Again, open the Column editor (Edit -> Column Editor…, or Alt + C)

Check the Number to Insert option
Type 40001 in the Initial number field
Type 1 in the Increase by field
Leave the options Repeat and Leading zeros empty
The format is decimal, by default
Click on the OK button

The replacement list is done. You should have got a list as to this one:

100   40001
101   40002
102   40003
103   40004
104   40005
[...]
32864 72765
32865 72766
32866 72767
32867 72768
32868 72769

Copy the whole list (Ctrl + A)

Open a copy of the file to be changed.
Go to the last line.
Press Enter, then type === (three equal signs) and press Enter again.
Paste the list to get the following:

30000#
A tuber that can be fried, baked, boiled mashed, even eaten.
===
100   40001
101   40002
102   40003
[...]

Return to the first line of the file (Ctrl + Home)
Open the Replace dialog (Ctrl + H)
Deselect all options except the Regular expression search mode
Set the following fields as follows (Copy/Paste):

Search: (?s)^(\d+)(?=#\R.*?===.*?\1 +(\d+))
Replace: ?1$2

Now, the last action:
Click on the Replace All button
Close de Replace dialog.

That’s all. All the numbers should have been changed.

Best Regards.

Alan Kilborn

@astrosofista

Now THAT is a serious workaround, for the truly desperate. :-)

astrosofista

@Alan-Kilborn said in Replacing number with another Incrementing #:

Now THAT is a serious workaround, for the truly desperate. :-)

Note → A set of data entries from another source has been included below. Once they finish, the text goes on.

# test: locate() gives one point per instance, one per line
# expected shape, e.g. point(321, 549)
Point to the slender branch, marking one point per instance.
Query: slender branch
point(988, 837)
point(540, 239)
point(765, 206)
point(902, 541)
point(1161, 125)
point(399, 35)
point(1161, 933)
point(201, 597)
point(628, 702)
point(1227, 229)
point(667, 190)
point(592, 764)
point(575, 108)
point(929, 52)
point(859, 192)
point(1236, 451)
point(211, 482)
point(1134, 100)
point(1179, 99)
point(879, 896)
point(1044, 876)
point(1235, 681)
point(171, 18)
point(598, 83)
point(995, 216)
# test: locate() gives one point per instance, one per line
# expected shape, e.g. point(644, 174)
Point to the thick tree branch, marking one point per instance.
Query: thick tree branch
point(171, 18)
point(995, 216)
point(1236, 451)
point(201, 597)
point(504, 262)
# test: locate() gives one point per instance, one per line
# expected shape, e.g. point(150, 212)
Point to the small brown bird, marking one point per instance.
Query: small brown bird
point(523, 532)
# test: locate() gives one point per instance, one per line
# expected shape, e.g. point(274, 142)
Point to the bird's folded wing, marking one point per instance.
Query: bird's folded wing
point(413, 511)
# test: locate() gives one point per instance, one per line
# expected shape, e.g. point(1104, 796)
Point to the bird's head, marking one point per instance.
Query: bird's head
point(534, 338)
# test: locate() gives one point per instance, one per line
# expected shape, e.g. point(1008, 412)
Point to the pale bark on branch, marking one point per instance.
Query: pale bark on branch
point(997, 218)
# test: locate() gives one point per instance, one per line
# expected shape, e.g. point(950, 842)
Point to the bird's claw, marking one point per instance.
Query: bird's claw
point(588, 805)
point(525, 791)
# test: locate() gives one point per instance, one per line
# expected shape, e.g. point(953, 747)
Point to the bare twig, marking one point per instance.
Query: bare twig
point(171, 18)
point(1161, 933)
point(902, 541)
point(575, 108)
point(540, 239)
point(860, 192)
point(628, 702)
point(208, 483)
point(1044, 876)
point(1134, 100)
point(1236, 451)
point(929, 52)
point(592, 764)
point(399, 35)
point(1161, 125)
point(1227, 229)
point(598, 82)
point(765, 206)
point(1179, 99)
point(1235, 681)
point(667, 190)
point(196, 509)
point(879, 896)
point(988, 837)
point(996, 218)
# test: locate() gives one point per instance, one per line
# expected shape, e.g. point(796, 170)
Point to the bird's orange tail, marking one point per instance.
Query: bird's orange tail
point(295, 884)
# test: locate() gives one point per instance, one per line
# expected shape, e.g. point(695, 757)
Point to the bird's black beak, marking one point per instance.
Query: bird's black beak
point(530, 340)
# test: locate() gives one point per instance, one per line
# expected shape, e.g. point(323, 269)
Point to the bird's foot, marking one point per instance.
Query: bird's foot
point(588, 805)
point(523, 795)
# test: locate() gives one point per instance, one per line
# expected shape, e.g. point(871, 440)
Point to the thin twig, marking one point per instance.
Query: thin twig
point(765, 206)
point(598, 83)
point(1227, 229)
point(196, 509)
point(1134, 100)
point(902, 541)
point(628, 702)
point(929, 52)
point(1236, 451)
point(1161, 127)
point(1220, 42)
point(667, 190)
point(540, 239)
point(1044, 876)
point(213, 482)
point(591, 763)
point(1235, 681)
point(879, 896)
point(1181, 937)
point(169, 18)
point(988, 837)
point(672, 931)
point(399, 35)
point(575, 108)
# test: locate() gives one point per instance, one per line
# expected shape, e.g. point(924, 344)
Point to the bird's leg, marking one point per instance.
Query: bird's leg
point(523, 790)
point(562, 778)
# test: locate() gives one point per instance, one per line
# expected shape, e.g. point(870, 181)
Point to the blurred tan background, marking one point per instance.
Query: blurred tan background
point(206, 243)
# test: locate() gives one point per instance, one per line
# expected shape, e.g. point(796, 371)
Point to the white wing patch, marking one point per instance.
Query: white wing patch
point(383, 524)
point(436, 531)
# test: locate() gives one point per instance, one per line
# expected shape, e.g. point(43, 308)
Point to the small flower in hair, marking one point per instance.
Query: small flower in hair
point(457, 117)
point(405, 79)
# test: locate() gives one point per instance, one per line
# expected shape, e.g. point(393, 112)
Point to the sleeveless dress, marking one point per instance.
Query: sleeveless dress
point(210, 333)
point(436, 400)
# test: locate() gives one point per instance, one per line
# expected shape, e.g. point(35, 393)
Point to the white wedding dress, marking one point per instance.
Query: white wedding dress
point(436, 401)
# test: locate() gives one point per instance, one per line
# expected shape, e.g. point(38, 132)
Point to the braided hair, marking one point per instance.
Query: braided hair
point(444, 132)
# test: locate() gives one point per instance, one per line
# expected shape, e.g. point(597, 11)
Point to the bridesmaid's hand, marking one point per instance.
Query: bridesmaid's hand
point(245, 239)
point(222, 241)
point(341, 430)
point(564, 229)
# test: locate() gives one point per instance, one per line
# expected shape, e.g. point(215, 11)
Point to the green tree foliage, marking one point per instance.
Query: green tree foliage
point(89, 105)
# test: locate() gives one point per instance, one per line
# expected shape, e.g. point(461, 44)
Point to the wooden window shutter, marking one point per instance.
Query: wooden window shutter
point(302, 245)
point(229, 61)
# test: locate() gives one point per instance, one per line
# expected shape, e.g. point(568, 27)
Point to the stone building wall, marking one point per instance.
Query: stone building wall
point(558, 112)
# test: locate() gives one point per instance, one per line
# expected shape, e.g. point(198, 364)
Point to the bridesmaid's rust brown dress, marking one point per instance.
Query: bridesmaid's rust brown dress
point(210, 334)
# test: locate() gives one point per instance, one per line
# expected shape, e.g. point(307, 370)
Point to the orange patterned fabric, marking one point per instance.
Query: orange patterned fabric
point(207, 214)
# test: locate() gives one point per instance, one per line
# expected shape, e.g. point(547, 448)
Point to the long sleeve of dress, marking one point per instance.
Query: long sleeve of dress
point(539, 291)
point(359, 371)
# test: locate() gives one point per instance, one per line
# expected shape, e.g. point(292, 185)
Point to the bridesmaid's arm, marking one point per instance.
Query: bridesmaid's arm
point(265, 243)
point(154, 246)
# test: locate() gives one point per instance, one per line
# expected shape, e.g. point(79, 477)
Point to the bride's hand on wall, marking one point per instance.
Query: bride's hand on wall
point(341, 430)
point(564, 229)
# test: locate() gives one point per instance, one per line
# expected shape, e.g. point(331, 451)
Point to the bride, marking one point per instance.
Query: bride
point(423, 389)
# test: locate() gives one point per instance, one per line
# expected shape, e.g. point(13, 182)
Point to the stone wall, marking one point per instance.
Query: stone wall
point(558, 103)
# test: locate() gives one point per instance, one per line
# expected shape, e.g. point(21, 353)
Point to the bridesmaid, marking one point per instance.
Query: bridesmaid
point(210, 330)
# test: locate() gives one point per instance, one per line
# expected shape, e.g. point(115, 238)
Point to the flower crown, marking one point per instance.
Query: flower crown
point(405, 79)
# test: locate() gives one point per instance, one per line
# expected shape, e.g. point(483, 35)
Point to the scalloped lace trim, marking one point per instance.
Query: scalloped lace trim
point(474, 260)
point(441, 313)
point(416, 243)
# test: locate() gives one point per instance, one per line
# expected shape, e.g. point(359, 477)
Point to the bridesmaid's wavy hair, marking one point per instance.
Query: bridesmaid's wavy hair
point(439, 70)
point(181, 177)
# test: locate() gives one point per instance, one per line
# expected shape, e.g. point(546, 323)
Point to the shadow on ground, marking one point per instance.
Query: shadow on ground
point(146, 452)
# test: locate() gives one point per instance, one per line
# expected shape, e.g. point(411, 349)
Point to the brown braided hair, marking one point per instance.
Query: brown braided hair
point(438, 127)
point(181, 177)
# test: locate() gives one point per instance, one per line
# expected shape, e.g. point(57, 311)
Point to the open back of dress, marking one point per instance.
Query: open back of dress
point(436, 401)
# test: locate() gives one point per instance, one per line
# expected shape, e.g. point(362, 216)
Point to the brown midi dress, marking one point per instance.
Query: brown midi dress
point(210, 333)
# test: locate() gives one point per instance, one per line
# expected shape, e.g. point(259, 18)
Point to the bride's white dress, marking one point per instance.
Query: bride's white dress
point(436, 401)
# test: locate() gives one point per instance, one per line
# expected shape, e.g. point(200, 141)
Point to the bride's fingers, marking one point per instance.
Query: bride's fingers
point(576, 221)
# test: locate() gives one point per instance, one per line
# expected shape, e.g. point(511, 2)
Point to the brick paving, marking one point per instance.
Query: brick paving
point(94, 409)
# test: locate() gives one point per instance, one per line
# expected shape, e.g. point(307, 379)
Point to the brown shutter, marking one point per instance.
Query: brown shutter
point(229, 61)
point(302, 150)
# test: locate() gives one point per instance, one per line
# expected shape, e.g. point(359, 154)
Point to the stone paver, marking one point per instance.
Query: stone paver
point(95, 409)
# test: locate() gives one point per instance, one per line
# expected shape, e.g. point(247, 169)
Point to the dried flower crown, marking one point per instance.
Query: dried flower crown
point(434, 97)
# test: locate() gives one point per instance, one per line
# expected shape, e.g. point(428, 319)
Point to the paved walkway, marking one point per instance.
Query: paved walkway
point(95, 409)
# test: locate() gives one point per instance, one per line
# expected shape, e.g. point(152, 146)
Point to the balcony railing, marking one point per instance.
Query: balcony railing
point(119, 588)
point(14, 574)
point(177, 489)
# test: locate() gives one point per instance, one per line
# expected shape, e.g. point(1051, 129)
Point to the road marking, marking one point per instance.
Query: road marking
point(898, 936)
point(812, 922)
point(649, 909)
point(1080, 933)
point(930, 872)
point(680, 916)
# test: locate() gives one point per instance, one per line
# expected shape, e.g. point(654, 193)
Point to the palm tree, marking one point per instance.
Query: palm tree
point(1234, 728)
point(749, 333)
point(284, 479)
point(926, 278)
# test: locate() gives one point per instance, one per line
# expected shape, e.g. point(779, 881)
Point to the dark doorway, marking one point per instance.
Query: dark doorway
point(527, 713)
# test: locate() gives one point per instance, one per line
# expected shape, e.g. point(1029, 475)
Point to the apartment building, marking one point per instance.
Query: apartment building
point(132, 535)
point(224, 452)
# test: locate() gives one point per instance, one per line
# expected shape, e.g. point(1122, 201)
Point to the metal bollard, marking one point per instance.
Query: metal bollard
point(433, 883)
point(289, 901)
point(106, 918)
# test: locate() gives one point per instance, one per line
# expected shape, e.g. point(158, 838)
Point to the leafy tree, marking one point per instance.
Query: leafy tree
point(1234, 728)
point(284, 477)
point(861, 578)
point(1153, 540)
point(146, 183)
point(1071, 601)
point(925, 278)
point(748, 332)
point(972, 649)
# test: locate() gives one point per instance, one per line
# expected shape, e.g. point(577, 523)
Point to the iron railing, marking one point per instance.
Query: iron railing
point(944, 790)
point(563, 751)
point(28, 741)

Yep, looks as a quite hard task, but actually isn’t. It would be easier to deliver if the macro feature could record Column Editor outputs.

Later will try your nice Python script.

astrosofista

@Alan-Kilborn said in Replacing number with another Incrementing #:

Specify ^\d{3}(?=#) in the input box that appears. Press OK.

Tested and worked fine on sample text :)

However, I found a potential failure. OP told us that he wanted to replace 30,000 numbers, so if these grow by one, as the sample text suggests, then the regex you provided will fail to match four or five digit numbers.

If this is the case, then as you know, expressions like ^\d{3,5}(?=#) or ^\d+(?=#) will match all the numbers.

Alan Kilborn

@astrosofista

I found a potential failure.

True, but also kind of obvious. :-)
Plus, I should have used “e.g.” on that part of it, like I did in 2 other places.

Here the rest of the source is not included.